10:30 AM and I’ve already watched too much TV.

On est allé au Semnoz.


I spent today on a mountain. The weather was gorgeous, so David and I drove up the Semnoz (all the way to the top where there is still snow), and then came back down to have a picnic in the grass. We watched little children play soccer, dogs happily chase after sticks, and les parapentistes glide above us. C’était magnifique.

I was most amused by our choices of sandwiches. David made a typically French one on a baguette, while I stuck to my “American Sandwich” (it says that in English on the bag) sliced bread. I guess I still feel that baguettes are too high class and sophisticated to be treated as lowly sandwich bread.

Plus I learned a new word AND species of animal. Towards the bottom of the mountain, there was a small caged area full of daims. Looking up the French to English translation online only led to looking up the English definition of fallow deer. Apparently they don’t live in Michigan, and actually only in very small parts of the US, so I had never heard of them before.

J’ai passé une bonne journée.

Sous-Titrages

I finally figured out how to turn the subtitles on! It only involved pushing random buttons on the remote for 15 minutes and then pushing 888. How easy. I mean, doesn’t everyone know that 888 means subtitles in France?

I just watched two episodes of Bones and understood almost everything.
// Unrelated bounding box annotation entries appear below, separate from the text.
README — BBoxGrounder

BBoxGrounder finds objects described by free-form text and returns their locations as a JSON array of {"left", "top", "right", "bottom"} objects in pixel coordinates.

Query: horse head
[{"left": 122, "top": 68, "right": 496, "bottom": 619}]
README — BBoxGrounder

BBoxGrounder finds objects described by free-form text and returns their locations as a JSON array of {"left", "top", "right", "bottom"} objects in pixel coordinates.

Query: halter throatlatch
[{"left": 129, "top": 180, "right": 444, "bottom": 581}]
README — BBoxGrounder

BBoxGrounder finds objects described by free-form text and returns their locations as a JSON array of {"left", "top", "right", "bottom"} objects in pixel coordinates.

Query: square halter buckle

Je suis contente !

Edit: Apparently it’s 777 for the Swiss channel.

Il est midi.

Every first Wednesday of the month at noon, each French commune plays the evacuation/air raid alarms from WWII. I love the historical significance of it and that the French have not forgotten the war.
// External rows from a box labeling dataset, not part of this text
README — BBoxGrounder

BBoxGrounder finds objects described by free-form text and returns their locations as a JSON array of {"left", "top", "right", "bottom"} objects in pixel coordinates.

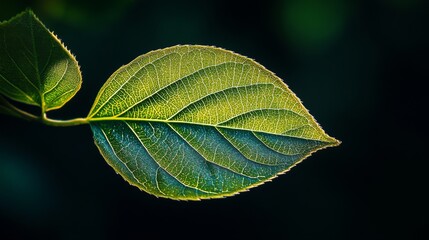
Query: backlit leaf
[
  {"left": 0, "top": 10, "right": 82, "bottom": 111},
  {"left": 88, "top": 46, "right": 339, "bottom": 200}
]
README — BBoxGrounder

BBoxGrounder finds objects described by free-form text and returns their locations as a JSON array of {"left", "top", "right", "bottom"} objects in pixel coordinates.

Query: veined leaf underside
[{"left": 89, "top": 46, "right": 337, "bottom": 199}]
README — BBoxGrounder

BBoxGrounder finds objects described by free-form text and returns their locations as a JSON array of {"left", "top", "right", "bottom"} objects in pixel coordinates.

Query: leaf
[
  {"left": 0, "top": 10, "right": 82, "bottom": 112},
  {"left": 0, "top": 95, "right": 21, "bottom": 117},
  {"left": 88, "top": 46, "right": 339, "bottom": 200}
]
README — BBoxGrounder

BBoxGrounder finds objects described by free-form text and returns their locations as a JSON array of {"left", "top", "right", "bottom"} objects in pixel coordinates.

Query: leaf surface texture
[{"left": 88, "top": 45, "right": 338, "bottom": 200}]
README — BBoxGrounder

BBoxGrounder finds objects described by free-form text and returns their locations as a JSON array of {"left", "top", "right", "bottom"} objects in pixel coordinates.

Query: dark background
[{"left": 0, "top": 0, "right": 429, "bottom": 239}]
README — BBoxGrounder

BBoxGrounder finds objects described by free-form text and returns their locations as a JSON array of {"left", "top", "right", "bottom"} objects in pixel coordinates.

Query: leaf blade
[{"left": 88, "top": 46, "right": 338, "bottom": 200}]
But still, it’s a very creepy sound.

CC

Every time I borrow a DVD from the médiathèque, I always check first to see if there are subtitles in French because reading while listening helps increases my comprehension and vocabulary. I know that closed captioning and subtitles are not always exactly what the characters say, but it’s still better than nothing. Especially since I can’t watch my beloved French in Action videos online anymore because they are only available to people who are in North America.

However, I’m having a problem finding DVDs here that include any closed captioning or subtitling at all. The past three movies that I’ve borrowed had none. In the English-speaking world, 6 out of 7 people use closed captioning as a way of learning English as a Second Language, and they have no hearing disabilities whatsoever. I wish France would see the value in closed captioning, for the deaf and hard-of-hearing people, as well as for those of us who are desperately trying to learn French!

Poisson d’avril

A French joke.

Two cats were swimming across the English Channel – an English cat named One two three, and a French cat named Un deux trois. Which cat made it across the Channel first?

The One two three cat won, because the un deux trois cat sank.

Get it? Un deux trois quatre cinq…

Happy April Fool’s Day!

Forget-me-not

It’s strange the words you forget in your own language when living abroad. Usually my memory lapses only last for a minute, but there was one word that I could not remember for the past five months.

I knew it didn’t really exist in France so I never bothered to search for it in the dictionary. I could have searched online or asked one of my American friends, like I did for multiprise. But instead I did nothing but try to remember.

Finally I attempted to explain what it was to David, knowing that he wouldn’t really know anyway. But something strange happened. As I was describing it and complaining that I couldn’t remember it for the past five months, it came to me.

SHINGLES.

Not the disease, the roofing material. But I have no idea why I was trying to remember that word in particular since I rarely have the habit of talking about roofing in English, much less in French (especially since shingles don’t even exist in France!)